[Test] Fix zero1 gpu test
address https://github.com/pytorch/xla/issues/6260
@jeffhataws @JackCaoG can you trigger the CI?
@jeffhataws @JackCaoG can you trigger the CI?
Starting.
failure seems to be real on cpu and gpu
======================================================================
ERROR: test_zero1 (__main__.XlaZeRO1Test)
----------------------------------------------------------------------
Traceback (most recent call last):
File "/opt/conda/lib/python3.8/site-packages/torch/testing/_internal/common_utils.py", line 2739, in wrapper
method(*args, **kwargs)
File "/tmp/pytorch/xla/test/test_zero1.py", line 55, in test_zero1
xm.mark_step()
File "/opt/conda/lib/python3.8/site-packages/torch_xla-2.3.0+git6530adc-py3.8-linux-x86_64.egg/torch_xla/core/xla_model.py", line 907, in mark_step
torch_xla._XLAC._xla_step_marker(
RuntimeError: ./torch_xla/csrc/runtime/pjrt_computation_client.h:153 : Check failed: HasValue()
*** Begin stack trace ***
tsl::CurrentStackTrace[abi:cxx11]()
torch_xla::runtime::PjRtComputationClient::PjRtData::GetHandle()

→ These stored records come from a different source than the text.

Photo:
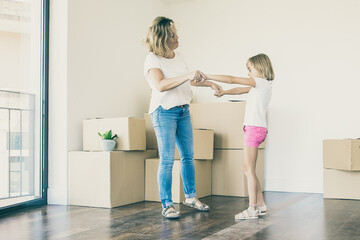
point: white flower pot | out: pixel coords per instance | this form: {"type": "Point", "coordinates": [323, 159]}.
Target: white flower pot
{"type": "Point", "coordinates": [107, 144]}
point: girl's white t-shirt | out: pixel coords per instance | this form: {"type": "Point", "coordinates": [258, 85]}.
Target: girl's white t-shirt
{"type": "Point", "coordinates": [257, 103]}
{"type": "Point", "coordinates": [171, 68]}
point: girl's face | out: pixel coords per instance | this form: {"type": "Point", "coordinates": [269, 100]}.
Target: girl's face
{"type": "Point", "coordinates": [252, 71]}
{"type": "Point", "coordinates": [173, 40]}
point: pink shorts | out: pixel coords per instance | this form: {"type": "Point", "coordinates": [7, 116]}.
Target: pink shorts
{"type": "Point", "coordinates": [254, 136]}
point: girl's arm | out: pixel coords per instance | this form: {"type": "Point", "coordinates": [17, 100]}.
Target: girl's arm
{"type": "Point", "coordinates": [232, 79]}
{"type": "Point", "coordinates": [214, 86]}
{"type": "Point", "coordinates": [233, 91]}
{"type": "Point", "coordinates": [164, 84]}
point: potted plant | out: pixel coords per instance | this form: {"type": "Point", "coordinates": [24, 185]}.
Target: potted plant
{"type": "Point", "coordinates": [107, 141]}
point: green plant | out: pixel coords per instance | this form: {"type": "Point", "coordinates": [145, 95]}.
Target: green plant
{"type": "Point", "coordinates": [107, 135]}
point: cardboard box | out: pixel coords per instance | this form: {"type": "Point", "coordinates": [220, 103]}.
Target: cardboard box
{"type": "Point", "coordinates": [202, 179]}
{"type": "Point", "coordinates": [343, 154]}
{"type": "Point", "coordinates": [225, 118]}
{"type": "Point", "coordinates": [203, 144]}
{"type": "Point", "coordinates": [151, 142]}
{"type": "Point", "coordinates": [107, 179]}
{"type": "Point", "coordinates": [130, 131]}
{"type": "Point", "coordinates": [341, 184]}
{"type": "Point", "coordinates": [228, 178]}
{"type": "Point", "coordinates": [203, 141]}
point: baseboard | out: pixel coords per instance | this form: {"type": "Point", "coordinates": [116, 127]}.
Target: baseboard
{"type": "Point", "coordinates": [307, 185]}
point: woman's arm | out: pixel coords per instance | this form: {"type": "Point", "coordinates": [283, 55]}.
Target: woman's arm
{"type": "Point", "coordinates": [205, 83]}
{"type": "Point", "coordinates": [164, 84]}
{"type": "Point", "coordinates": [233, 91]}
{"type": "Point", "coordinates": [232, 79]}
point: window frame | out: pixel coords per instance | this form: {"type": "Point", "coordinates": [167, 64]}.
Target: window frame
{"type": "Point", "coordinates": [45, 123]}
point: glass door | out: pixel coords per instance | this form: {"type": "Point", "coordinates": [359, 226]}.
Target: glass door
{"type": "Point", "coordinates": [23, 116]}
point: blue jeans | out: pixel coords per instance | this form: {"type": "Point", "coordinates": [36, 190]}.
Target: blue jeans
{"type": "Point", "coordinates": [174, 126]}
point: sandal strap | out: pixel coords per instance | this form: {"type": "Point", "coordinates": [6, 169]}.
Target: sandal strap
{"type": "Point", "coordinates": [169, 210]}
{"type": "Point", "coordinates": [202, 205]}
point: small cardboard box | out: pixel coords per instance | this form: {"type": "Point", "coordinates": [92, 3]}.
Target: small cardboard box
{"type": "Point", "coordinates": [202, 180]}
{"type": "Point", "coordinates": [107, 179]}
{"type": "Point", "coordinates": [203, 144]}
{"type": "Point", "coordinates": [228, 178]}
{"type": "Point", "coordinates": [341, 184]}
{"type": "Point", "coordinates": [225, 118]}
{"type": "Point", "coordinates": [342, 154]}
{"type": "Point", "coordinates": [130, 131]}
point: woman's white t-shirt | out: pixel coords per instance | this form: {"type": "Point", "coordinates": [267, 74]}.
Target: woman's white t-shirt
{"type": "Point", "coordinates": [171, 68]}
{"type": "Point", "coordinates": [257, 103]}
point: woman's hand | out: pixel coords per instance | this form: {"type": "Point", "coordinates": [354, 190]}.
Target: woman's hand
{"type": "Point", "coordinates": [195, 76]}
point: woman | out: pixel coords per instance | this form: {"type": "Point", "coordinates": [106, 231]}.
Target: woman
{"type": "Point", "coordinates": [170, 80]}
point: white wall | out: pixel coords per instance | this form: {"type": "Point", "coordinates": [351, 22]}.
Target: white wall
{"type": "Point", "coordinates": [315, 52]}
{"type": "Point", "coordinates": [97, 58]}
{"type": "Point", "coordinates": [96, 62]}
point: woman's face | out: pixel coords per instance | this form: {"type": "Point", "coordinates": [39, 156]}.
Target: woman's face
{"type": "Point", "coordinates": [173, 40]}
{"type": "Point", "coordinates": [252, 71]}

torch::lazy::LazyGraphExecutor::RunPostOrder(std::vector<torch::lazy::Value, std::allocator<torch::lazy::Value> > const&, torch::lazy::LazyGraphExecutor::SyncTensorCollection*)
torch_xla::XLAGraphExecutor::RunPostOrder(std::vector<torch::lazy::Value, std::allocator<torch::lazy::Value> > const&, torch::lazy::LazyGraphExecutor::SyncTensorCollection*)
torch_xla::XLAGraphExecutor::SyncTensorsGraphInternal(std::vector<c10::intrusive_ptr<torch_xla::XLATensor, c10::detail::intrusive_target_default_null_type<torch_xla::XLATensor> >, std::allocator<c10::intrusive_ptr<torch_xla::XLATensor, c10::detail::intrusive_target_default_null_type<torch_xla::XLATensor> > > >*, absl::lts_20230802::Span<std::__cxx11::basic_string<char, std::char_traits<char>, std::allocator<char> > const>, torch::lazy::LazyGraphExecutor::SyncTensorsConfig const&, bool)
torch_xla::XLAGraphExecutor::SyncTensorsGraph(std::vector<c10::intrusive_ptr<torch_xla::XLATensor, c10::detail::intrusive_target_default_null_type<torch_xla::XLATensor> >, std::allocator<c10::intrusive_ptr<torch_xla::XLATensor, c10::detail::intrusive_target_default_null_type<torch_xla::XLATensor> > > >*, absl::lts_20230802::Span<std::__cxx11::basic_string<char, std::char_traits<char>, std::allocator<char> > const>, bool, bool, bool)
torch_xla::XLAGraphExecutor::SyncLiveTensorsGraph(torch::lazy::BackendDevice const*, c10::ArrayRef<std::__cxx11::basic_string<char, std::char_traits<char>, std::allocator<char> > >, bool)
any idea of the actual error:
buffer with shape f32[8] on device CPU:0 is deleted
cpu test passed in nightly docker
Could that buffer be donated?
if it is donated it will showed as deleted, but the debug log I saw showed as null
Hmm buffer with shape f32[8] on device CPU:0 is deleted means buffer has been aliased to an output. Can you try to run it with XLA_ENABLE_PARAM_ALIASING=0 ? You can also try to rebase this pr as I recently change how aliasing works.